Just when Riss was about to ask what was the matter, a woman’s voice spoke up from behind her.

“My apologies, miss.” Not the same girl–this one was older, though she kept her voice subserviently low. “Just dropping off fresh flowers.”

Riss cracked an eye open. She couldn’t turn her head, not with the needles up and down her neck, but she watched what she could with absent curiosity. 

A short, aged woman with dusky tan skin–tanner even than Riss’ own–flitted about the room. Heaped in her arm was a cloth-wrapped bundle of snapdragon stalks, the blooms colored crimson and yellow and orange. She wore a loose blue robe with wide, fluttery sleeves and a pair of wide-legged culottes below it. With muted, shuffling footsteps, the old woman made a circuit of the room’s many vases, tucking the stalks of flowers in. She paid no attention to their arrangement, or at least didn’t seem to, but the varied warm-toned colors all worked together, taking on the reddish cast of the room’s tiled walls. All was cheery and bright. The woman shuffled out of Riss’ field of vision, humming quietly to herself.

“Oh,” she said, sounding surprised. “You’ve got a touch of blood, miss.”

Riss grunted. It happened, what with needles being jabbed into the body and all.

“Here,” said the elderly woman. “Let me dab that off.”

Footsteps at Riss’ back. The sensation of someone leaning into her personal space. She felt something soft brush against the nape of her neck, the gentle press of fabric.

Some subconscious sixth sense warned her before her conscious mind could. Alarm slammed into Riss from some buried instinctual place, a half-second flash of danger, danger, something isn’t as it seems.

But unfortunately it wasn’t quick enough. Riss’ fingers twitched against her palm at the same moment she felt fingers press against the back of her neck.

“Easy, now.” The old woman’s voice wasn’t far from her ear. “You oughtn’t move with all these pins up your back.” 

Riss worked her jaw in silence, knowing that was correct and absolutely hating it. She anticipated the press of a blade to her lumbar, or the sound of a pistol cocking. Nothing came. Just a weird old woman leaning over her, grabbing her by the nape.

“Well,” she said through her teeth. “You certainly aren’t here for the flowers, so what do you want?”

Riss took a mental inventory of her last few jobs. Escorts, mostly. Medao was a rich city, but deprivation from the war had turned the roads dangerous. There was the Hantel job. The time they’d stood guard on that ship bound for the southern islands. Nothing came to mind that might have generated any enemies. And though her people were building comfortable lives for themselves, they were by no means wealthy enough to be worth ransoming. So what, then?
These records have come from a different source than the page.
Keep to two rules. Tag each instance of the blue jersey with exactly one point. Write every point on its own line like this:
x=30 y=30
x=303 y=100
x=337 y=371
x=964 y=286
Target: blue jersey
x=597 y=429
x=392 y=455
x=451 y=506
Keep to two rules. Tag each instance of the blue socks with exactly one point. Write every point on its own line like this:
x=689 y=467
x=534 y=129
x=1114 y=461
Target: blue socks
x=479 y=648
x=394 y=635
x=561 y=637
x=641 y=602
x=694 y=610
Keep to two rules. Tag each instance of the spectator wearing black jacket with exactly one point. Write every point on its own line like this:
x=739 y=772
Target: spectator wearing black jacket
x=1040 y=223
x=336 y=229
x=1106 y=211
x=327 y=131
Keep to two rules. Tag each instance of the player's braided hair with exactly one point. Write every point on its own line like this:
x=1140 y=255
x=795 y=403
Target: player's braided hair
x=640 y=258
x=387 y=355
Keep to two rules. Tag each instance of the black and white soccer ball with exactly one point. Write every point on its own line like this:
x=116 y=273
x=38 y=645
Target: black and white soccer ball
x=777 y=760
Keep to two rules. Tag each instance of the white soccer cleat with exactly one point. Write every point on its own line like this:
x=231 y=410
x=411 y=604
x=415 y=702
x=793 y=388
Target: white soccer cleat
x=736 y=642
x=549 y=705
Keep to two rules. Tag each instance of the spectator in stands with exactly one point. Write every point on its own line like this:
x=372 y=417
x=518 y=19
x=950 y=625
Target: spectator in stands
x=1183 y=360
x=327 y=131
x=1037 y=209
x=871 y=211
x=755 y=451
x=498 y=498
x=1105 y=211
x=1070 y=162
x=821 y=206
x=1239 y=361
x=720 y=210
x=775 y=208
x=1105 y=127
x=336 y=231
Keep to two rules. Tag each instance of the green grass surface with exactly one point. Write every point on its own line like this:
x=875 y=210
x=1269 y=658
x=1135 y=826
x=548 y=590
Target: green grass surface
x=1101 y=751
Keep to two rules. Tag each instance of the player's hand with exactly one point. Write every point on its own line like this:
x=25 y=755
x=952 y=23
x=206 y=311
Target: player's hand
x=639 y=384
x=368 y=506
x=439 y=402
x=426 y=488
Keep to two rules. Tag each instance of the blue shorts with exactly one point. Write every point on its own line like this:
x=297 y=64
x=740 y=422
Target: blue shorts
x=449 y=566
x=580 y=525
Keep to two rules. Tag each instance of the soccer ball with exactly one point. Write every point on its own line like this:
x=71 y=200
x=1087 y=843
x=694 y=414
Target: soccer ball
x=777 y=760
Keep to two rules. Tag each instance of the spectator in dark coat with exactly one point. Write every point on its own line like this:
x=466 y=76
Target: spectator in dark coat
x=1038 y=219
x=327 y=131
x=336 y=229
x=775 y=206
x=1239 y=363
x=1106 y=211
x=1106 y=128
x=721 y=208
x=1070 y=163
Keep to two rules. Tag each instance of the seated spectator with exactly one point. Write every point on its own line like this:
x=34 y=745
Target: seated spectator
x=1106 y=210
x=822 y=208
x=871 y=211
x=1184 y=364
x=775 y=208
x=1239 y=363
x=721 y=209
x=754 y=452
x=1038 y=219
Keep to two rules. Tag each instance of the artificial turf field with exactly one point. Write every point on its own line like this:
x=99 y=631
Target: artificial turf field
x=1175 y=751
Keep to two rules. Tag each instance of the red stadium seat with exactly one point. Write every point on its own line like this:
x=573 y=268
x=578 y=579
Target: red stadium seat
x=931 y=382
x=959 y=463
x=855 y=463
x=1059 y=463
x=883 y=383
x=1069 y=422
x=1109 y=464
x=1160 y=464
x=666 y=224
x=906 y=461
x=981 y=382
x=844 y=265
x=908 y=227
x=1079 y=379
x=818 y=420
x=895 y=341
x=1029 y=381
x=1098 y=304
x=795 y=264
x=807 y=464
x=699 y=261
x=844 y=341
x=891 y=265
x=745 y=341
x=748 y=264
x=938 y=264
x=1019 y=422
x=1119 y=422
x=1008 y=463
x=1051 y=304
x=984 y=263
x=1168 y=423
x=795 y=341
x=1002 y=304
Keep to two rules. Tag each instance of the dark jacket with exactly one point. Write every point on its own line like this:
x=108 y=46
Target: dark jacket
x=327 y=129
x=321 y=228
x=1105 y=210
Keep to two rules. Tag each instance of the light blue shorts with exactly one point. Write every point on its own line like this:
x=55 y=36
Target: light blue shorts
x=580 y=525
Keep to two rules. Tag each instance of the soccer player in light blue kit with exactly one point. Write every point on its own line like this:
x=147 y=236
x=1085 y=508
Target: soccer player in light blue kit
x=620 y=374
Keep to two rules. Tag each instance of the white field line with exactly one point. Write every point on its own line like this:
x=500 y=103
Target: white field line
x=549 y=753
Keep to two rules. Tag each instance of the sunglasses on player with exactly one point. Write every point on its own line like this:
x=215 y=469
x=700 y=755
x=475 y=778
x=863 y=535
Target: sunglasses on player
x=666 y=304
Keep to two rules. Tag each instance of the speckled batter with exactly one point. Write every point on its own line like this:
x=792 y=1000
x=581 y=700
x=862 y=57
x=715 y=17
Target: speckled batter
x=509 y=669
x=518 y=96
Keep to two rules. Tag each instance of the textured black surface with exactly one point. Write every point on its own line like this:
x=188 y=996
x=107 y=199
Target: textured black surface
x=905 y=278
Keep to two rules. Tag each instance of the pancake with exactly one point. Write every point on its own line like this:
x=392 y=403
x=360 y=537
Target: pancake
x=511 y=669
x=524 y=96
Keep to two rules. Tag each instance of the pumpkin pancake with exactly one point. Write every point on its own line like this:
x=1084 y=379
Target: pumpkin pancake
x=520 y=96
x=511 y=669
The woman patted the back of Riss’ neck as if to reassure her, as though she’d read her thoughts.

“Relax,” she said. “I mean you no harm. I want a few minutes of your time, nothing more.”

Riss’ apprehension was melting, recasting itself as skeptical annoyance. “So why not make an appointment like anybody else? I’m not a hard woman to get ahold of.” 

Already her mind was leaping to wild conclusions. This mystery woman had known where to find her, so clearly if she’d needed a consult like a garden variety client, she could have had one. Instead, this clandestine crap. Was she some sort of criminal, here to offer Riss terms to avoid her bounty? Riss couldn’t recall any elderly most-wanteds. Come to parlay on behalf of a child, perhaps?

“No offense meant, but I can’t be seen talking to the likes of you.” The woman clucked her tongue, as if that fact caused her regret.

“You’re making a hell of an impression,” Riss grumbled. Interrupting her recreational time, swanning in like some sort of overbearing grandmother, now insulting her as well?

“Hm. That didn’t quite come out right. Mercenaries, Miss Chou. I meant mercenaries.”

“Well you aren’t some high-bred afraid to mingle with the commonborn.” Riss could tell that much from the gentle roll of the woman’s South-Continental accent, the way she clipped her r’s and lingered on her vowels. Not quite so severe as Torcha’s, but similar. You couldn’t bury that salt-of-the-earth accent.

“No, nothing like that.” The hand eased off Riss’ neck. “I’m a professional from whom complete neutrality is expected. And while you and your company may be neutral now, it wasn’t long ago you were fighting under a particular banner. Were I to consult you, my organization would worry over how that appeared to our clients.”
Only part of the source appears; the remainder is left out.